Caution: Articles written for technical not grammatical accuracy, If poor grammar offends you proceed with caution ;-)
I have seen a rise in questions regarding vCAC 5.x and integration with XenDesktop. This article is not a step by step on how to configure integration with XenDesktop, but information on capabilities and use cases for integration.
Supported XenDesktop Versions:
- XenDesktop 4.0 (Only VMware Hypervisor and vCAC VDI agent must be installed on a 32-bit host.)
- XenDesktop 5.0 (SP1 (Supported on VMware and XenServer)
- XenDesktop 5.5 (Supported on VMware and XenServer)
To integrate with XenDesktop vCAC uses a VDI agent. The VDI agent communicates with the XenDesktop powershell API to interact with XenDesktop. The XenDesktop API in version 4.0 only works with 32-bit hosts and so vCAC requires a 32-bit host to run the XenDesktop API and the vCAC VDI Agent on. If you have all 64-bit then you will need to deploy a 32-bit host for integration. Version 5.0 SP1 and 5.5 do not have this limitation.
Things to be aware of
- The vCenter endpoint hostname that is configured in XenDesktop must match the vCenter endpoint hostnameconfigured in vCAC.
- If you have multiple XenDesktop Servers located in different datacenters that are connected to different vCenter servers you will need to have all the vCenter servers setup in vCAC as endpoints.
- Groups who have access to desktop blueprints for Virtual Desktops that will be registered to a XenDesktop broker, need to have a reservation against the appropriate compute resource that corresponds to the environment in which they will be created.
If we look at a single datacenter with one vSphere cluster and a XenDesktop Broker. A group within vCAC will have a reservation against the cluster that is configured within XenDesk to host the virtual desktop instance. If we now look at two datacetners each with a seperate XenDesktop instance. A group that needs to register a virtual desktop against both XenDesktop servers will need a reservation against both vSphere Clusters.
Key benefits to using vCAC with XenDesktop
- vCAC allows you to put leases on deployed desktops. If you need assign someone a desktop for 30 days, at the end of the 30days it will be destroyed and not left hanging around.

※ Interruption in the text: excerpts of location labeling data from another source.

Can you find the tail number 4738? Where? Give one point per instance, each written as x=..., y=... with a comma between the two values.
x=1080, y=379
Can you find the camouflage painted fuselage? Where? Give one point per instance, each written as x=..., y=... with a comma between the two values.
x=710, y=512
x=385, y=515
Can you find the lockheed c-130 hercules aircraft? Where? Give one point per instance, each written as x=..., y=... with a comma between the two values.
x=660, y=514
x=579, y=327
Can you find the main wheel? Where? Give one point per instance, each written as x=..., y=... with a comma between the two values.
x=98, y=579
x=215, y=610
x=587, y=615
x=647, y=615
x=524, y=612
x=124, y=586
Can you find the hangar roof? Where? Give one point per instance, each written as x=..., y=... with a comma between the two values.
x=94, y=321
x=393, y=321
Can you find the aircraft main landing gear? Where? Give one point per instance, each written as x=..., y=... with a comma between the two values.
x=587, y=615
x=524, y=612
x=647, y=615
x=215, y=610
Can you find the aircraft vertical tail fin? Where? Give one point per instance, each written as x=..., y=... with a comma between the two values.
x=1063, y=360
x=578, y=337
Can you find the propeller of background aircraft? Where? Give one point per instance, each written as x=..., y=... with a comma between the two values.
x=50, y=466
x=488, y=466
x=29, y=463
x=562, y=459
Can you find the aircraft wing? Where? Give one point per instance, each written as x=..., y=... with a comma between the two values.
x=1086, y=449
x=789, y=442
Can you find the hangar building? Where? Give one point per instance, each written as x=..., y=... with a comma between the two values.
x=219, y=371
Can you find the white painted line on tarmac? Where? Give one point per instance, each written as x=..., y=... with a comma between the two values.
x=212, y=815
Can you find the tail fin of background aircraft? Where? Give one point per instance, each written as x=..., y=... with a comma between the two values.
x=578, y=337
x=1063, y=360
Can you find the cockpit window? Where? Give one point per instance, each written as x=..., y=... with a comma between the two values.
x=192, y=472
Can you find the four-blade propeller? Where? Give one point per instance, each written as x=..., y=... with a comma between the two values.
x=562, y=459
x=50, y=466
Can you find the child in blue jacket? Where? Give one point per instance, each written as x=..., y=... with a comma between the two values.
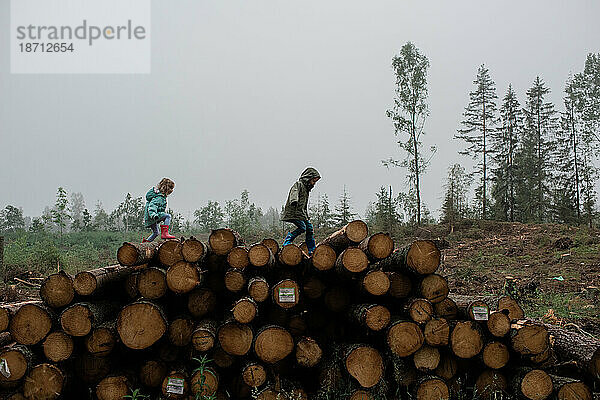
x=156, y=204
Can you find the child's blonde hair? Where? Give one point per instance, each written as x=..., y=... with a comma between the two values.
x=165, y=186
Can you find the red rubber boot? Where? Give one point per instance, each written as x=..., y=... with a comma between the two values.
x=164, y=232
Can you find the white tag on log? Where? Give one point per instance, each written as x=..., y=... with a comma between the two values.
x=480, y=313
x=175, y=385
x=4, y=370
x=287, y=295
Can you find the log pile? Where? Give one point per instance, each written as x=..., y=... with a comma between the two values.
x=183, y=319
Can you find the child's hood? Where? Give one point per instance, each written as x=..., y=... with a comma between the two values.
x=153, y=193
x=308, y=174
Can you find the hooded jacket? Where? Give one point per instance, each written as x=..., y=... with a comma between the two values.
x=156, y=204
x=297, y=202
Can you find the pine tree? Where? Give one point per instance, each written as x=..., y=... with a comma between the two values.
x=409, y=113
x=505, y=141
x=534, y=156
x=479, y=123
x=343, y=210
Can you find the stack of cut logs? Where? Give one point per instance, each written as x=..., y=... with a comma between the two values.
x=182, y=319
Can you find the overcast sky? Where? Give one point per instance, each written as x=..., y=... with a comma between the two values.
x=246, y=94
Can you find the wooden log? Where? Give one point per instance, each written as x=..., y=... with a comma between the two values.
x=308, y=352
x=351, y=260
x=201, y=302
x=87, y=283
x=175, y=385
x=498, y=324
x=254, y=374
x=260, y=256
x=273, y=343
x=58, y=346
x=437, y=332
x=427, y=359
x=244, y=310
x=102, y=340
x=364, y=364
x=421, y=257
x=238, y=257
x=376, y=282
x=446, y=309
x=141, y=324
x=434, y=288
x=528, y=337
x=18, y=359
x=400, y=285
x=130, y=254
x=419, y=310
x=515, y=312
x=431, y=388
x=183, y=277
x=235, y=338
x=169, y=252
x=152, y=283
x=235, y=280
x=466, y=339
x=350, y=235
x=44, y=381
x=286, y=294
x=272, y=244
x=313, y=288
x=372, y=316
x=258, y=289
x=180, y=331
x=495, y=355
x=570, y=389
x=490, y=385
x=204, y=335
x=57, y=290
x=221, y=241
x=204, y=383
x=193, y=250
x=324, y=257
x=31, y=323
x=404, y=338
x=114, y=387
x=152, y=373
x=290, y=255
x=377, y=246
x=80, y=318
x=574, y=346
x=532, y=384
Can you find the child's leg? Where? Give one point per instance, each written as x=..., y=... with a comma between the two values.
x=310, y=238
x=301, y=228
x=154, y=233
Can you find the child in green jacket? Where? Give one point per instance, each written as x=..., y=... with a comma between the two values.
x=156, y=204
x=296, y=210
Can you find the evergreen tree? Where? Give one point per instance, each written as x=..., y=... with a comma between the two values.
x=343, y=210
x=409, y=113
x=505, y=142
x=209, y=217
x=534, y=156
x=60, y=212
x=479, y=123
x=455, y=206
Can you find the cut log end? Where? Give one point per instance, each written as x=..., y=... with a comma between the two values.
x=140, y=325
x=365, y=364
x=273, y=344
x=324, y=257
x=45, y=381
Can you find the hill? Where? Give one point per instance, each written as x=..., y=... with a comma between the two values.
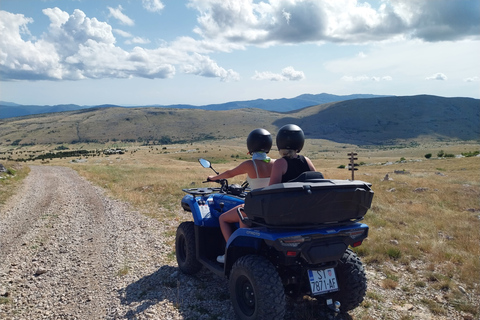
x=11, y=110
x=385, y=120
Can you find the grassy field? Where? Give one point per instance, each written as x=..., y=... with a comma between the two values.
x=424, y=221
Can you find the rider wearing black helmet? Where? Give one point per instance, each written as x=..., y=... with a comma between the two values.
x=290, y=140
x=258, y=171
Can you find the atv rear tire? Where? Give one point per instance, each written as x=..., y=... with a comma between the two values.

- vCAC allows you to invoke approvals for desktop requests as well as limit the total number of desktops a user can have.
- vCAC can help you put policy’s around who can have what type of desktop including the resources assigned to the desktop.

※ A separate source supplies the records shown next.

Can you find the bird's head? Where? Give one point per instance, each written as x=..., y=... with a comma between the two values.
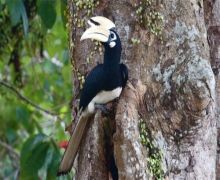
x=102, y=29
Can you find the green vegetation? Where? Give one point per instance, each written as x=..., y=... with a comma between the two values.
x=154, y=159
x=149, y=17
x=35, y=87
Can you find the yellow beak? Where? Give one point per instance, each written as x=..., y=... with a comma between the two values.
x=97, y=33
x=101, y=21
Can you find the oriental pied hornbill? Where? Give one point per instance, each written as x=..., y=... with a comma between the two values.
x=103, y=84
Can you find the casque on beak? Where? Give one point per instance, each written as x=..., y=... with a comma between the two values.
x=96, y=33
x=99, y=30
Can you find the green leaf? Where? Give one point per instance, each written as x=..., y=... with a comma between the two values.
x=63, y=9
x=17, y=11
x=47, y=12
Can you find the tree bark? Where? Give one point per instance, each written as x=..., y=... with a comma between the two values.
x=164, y=125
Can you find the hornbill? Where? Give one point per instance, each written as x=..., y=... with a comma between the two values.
x=103, y=84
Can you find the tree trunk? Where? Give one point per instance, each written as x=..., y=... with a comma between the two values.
x=164, y=125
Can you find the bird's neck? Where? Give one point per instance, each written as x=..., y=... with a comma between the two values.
x=112, y=58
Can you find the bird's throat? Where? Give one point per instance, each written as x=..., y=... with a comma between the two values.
x=112, y=58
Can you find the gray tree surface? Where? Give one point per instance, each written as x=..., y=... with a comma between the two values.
x=164, y=125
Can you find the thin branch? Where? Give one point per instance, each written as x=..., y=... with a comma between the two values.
x=19, y=95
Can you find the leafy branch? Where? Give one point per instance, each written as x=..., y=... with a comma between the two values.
x=24, y=99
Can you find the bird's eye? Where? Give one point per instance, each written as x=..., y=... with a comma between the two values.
x=113, y=36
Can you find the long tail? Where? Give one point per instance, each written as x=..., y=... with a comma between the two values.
x=73, y=146
x=124, y=74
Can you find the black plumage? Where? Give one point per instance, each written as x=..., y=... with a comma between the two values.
x=103, y=84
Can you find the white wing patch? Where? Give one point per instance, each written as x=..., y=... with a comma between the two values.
x=104, y=97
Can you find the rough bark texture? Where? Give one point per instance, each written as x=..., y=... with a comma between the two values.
x=212, y=20
x=172, y=90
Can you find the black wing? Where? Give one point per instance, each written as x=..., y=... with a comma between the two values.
x=92, y=86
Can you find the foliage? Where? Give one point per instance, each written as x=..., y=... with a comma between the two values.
x=35, y=87
x=154, y=154
x=149, y=17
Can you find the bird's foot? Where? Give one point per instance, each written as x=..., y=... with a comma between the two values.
x=103, y=108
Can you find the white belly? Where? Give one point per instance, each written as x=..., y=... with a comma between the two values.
x=104, y=97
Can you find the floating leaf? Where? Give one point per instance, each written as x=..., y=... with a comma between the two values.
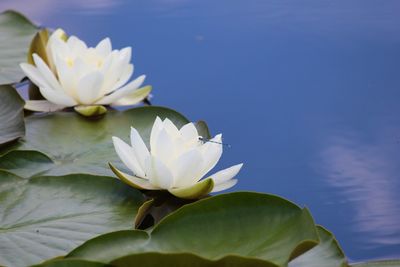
x=76, y=144
x=45, y=217
x=16, y=33
x=328, y=253
x=11, y=114
x=249, y=228
x=71, y=263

- vCAC automates the deployment of the desktop, thick or thin into the appropriate virtual environment based on the desktop that is requested and the group of the user that requested it. This includes the network the desktop is to be placed on.

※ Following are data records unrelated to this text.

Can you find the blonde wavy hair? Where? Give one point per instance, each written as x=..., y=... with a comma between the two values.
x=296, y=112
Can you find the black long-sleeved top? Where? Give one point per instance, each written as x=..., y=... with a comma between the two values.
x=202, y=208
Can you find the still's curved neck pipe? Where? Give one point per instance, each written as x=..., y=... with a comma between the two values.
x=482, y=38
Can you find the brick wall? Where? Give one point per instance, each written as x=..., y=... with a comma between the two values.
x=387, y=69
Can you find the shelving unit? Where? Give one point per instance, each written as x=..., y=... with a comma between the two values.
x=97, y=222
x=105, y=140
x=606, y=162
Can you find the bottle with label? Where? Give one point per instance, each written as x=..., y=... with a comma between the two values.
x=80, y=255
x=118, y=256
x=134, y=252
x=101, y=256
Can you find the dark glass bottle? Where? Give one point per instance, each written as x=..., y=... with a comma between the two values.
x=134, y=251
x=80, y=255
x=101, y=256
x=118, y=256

- vCAC automates the registration of the desktop as well as assigning the user to the desktop in the XenDesktop Broker.
The true benefit of using vCAC with XenDesktop is vCAC’s ability to fully automate the management of the virtual desktops in the environment. vCAC can leverage policy to first determine which Desktop images a user should be able to select and then again using policy determine where it can be placed for that particular user. Through the use of blueprints you can configure lease policies, number of allowed desktops, approval policies, resource thresholds, as well as give users the ability to perform management tasks on their desktops if you choose. Management tasks would include power on, power off, reboot, and others.
vCAC allows you to present only the appropriate desktop for specific groups. An example would be providing the development blueprints that were built specifically for development and finance with desktops specific to finance. To take it a step further you may only want finance desktops to be provisioned into a special sox compliant environment and only want dev desktops placed in a development environment that has all the other development resources the developers need.
These are some of the basic out of the box use cases. With a little customization you can do some pretty cool stuff like provision a desktop on the fly when an employee from out of town badges into the office. Or use the HR system to look up where a remote worker resides, then compare that to the available datacenters and determine the best location to place their VM. If you have a large scale XenDesktop deployment you are surely familiar with the challenges of scale in determining what a user needs and where there desktop should be placed.
Hi
Any roadmap regarding support for XenDesktop 7?
If I understand correctly you support today XenDesktop 5.5, correct?
kind regards
yvan
My apologies, but I cannot publicly comment on road map questions. You should check on vmware.com or speak with your account team and ask for a roadmap session.
Hi, some guide about the full process install for XenDesktop 7 could be great. The documentation are not clear about how configure the endpoint in vRA.